And on the other side of the river sprawled Luxor, with its ancient ruins and modern brick buildings, both very nearly the same color as the desert beyond.
About fifty feet away, Kashkari sat on a small outcrop, his head in his hands.
A thought came to Titus. “You think he has dreamed of my death?” he asked under his breath.
Her hand tightened around his. “He had better not.”
His mother’s vision of his early demise was easier to deny on its own. Corroborated by Kashkari, it would be that much harder to pretend that there was any escape from a fate that had already been written.
Kashkari rose and headed in their direction.
“Will you drop in on my guardian in Paris, if you can?” Fairfax asked Titus.
“That is already on my itinerary,” he told her. “And will you take some rest? You have been awake too long.”
She nodded.
When they met up with Kashkari, Titus asked outright, “You have any prophetic dreams I should know about before I head out?”
Something flickered across Kashkari’s face, but his answer was mild and even. “I’ll let you know when I do. In the meanwhile, may Fortune walk with you.”
They shook hands. Titus embraced Fairfax. Then he took a deep breath and vaulted.
Iolanthe stared at the empty spot where he had been.
Every good-bye could be their last.
“He loves you,” said Kashkari quietly, “in a way that is beyond me.”
She turned to him. “Thank you . . . and is it gauche to admit that I haven’t the slightest idea what you mean?”
Kashkari smiled a little. He seemed back to his old self. “What I mean is that you are everything to him. When he sees you, he sees the one with whom he has been to hell and back—the one who would accompany him to hell again, no questions asked.”
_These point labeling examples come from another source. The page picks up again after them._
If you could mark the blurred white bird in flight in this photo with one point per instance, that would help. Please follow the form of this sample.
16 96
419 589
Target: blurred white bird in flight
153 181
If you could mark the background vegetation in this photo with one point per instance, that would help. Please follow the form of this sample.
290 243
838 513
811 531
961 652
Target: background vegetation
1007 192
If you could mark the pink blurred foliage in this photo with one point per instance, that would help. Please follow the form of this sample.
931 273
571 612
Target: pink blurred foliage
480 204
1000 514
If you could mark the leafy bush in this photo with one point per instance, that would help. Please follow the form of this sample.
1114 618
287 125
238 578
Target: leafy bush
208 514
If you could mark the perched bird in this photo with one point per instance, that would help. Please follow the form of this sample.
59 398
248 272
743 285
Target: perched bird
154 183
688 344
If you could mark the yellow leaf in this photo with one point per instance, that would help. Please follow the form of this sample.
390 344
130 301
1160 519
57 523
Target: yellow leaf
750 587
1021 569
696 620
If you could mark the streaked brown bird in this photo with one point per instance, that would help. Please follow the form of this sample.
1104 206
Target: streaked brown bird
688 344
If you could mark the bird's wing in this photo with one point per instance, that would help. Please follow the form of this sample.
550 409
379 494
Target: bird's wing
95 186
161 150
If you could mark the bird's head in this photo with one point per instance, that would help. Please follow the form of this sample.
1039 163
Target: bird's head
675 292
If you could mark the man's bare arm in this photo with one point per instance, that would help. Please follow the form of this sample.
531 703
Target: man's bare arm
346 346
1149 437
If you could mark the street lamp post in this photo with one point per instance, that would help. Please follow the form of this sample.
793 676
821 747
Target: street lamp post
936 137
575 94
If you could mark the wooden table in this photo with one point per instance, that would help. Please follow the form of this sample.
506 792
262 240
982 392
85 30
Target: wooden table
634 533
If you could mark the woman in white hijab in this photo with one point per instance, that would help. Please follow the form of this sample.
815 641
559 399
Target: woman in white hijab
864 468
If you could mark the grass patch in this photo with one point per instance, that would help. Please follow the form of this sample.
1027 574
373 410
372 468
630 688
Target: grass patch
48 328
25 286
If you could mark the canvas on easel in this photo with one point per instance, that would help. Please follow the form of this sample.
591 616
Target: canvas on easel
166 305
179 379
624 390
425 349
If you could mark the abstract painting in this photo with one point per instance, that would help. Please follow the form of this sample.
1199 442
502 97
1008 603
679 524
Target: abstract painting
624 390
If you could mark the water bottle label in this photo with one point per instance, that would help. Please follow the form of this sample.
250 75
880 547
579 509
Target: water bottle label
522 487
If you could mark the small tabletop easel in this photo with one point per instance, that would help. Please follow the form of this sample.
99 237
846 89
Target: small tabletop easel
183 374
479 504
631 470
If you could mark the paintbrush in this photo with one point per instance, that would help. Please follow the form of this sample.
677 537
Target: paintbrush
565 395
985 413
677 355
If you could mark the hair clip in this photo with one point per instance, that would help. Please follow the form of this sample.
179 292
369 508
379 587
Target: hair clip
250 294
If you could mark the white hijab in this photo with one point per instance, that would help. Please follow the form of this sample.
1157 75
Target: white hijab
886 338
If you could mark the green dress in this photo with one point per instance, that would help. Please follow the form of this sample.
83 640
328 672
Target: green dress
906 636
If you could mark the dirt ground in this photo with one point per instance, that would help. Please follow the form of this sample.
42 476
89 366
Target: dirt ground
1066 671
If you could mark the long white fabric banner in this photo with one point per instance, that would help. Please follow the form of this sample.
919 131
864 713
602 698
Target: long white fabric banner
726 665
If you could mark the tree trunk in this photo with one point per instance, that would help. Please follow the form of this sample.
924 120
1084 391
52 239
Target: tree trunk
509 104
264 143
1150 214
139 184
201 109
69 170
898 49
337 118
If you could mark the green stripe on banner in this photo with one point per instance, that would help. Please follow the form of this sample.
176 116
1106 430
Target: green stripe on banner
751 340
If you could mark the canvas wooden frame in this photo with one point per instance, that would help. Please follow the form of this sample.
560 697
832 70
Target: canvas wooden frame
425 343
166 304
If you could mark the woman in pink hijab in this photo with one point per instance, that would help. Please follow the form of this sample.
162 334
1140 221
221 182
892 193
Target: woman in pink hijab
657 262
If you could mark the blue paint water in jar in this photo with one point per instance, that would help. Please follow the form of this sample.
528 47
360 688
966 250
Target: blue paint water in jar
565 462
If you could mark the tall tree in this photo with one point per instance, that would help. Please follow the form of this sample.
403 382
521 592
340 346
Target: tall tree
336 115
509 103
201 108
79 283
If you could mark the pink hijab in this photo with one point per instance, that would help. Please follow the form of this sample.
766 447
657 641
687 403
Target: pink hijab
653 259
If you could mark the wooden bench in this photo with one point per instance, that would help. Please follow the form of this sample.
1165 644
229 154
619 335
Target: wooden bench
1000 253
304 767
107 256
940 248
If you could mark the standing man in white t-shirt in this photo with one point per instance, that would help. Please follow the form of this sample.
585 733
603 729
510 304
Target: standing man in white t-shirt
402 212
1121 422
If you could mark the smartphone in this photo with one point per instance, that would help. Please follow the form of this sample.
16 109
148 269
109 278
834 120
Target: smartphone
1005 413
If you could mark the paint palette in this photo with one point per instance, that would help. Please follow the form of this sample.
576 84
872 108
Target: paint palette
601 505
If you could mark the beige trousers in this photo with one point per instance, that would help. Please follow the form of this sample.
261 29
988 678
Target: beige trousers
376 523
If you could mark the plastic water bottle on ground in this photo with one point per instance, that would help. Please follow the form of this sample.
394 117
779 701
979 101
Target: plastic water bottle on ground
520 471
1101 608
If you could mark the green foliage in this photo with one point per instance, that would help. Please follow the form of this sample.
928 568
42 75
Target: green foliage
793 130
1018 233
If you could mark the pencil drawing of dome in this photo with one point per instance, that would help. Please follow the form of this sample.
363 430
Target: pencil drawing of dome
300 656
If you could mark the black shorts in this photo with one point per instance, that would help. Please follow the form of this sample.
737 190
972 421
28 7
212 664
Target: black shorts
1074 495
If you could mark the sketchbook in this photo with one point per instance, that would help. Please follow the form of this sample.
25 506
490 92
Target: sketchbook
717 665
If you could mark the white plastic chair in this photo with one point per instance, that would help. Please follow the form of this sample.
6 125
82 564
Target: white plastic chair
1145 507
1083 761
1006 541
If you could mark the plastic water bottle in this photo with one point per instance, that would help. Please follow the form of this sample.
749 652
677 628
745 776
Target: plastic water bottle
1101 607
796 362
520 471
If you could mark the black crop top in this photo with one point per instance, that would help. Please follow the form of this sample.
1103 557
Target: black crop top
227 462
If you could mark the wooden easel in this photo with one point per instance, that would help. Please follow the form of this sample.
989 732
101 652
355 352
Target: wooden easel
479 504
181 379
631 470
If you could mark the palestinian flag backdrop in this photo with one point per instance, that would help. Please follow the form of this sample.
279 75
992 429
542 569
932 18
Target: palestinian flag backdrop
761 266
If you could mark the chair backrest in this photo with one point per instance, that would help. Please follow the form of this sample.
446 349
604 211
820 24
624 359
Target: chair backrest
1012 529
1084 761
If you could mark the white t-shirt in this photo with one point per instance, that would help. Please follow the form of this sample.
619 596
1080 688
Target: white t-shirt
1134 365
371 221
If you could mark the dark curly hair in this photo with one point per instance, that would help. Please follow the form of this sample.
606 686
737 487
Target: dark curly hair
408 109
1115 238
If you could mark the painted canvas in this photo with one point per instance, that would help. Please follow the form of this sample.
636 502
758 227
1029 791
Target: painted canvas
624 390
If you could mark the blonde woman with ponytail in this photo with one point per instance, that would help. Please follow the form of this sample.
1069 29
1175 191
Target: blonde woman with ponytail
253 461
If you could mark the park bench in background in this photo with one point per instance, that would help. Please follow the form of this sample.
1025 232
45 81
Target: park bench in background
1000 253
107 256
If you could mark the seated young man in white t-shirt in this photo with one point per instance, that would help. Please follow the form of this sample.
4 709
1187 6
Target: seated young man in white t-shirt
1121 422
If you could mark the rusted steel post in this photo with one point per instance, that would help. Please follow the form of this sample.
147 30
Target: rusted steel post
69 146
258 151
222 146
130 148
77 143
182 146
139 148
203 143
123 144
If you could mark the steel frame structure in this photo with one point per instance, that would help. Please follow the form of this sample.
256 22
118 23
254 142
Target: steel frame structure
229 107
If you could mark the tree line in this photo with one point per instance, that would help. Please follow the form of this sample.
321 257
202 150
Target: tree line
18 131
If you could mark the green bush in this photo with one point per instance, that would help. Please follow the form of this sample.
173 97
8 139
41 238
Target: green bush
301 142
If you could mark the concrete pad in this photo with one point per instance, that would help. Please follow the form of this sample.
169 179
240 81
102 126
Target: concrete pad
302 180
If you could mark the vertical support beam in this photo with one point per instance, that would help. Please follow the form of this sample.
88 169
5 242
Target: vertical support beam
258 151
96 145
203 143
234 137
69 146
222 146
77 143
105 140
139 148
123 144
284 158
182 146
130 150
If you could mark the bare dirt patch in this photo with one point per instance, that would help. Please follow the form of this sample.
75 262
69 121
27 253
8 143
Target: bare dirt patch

Whereas he and Amara did not have that history of shared struggle. That as much as he loved her, it was as a bystander, looking in from the outside.
“Titus and I have been fortunate in each other,” she said.
And how she missed him.
It wasn’t his absence that she minded—the Master of the Domain was always off somewhere, doing something; that had been the way ever since they first met. It was this fear she could not shake, now that they were close—and edging ever closer—to the moment of truth.
Could she save him—or would it prove all hubris and wishful thinking? And if she couldn’t . . .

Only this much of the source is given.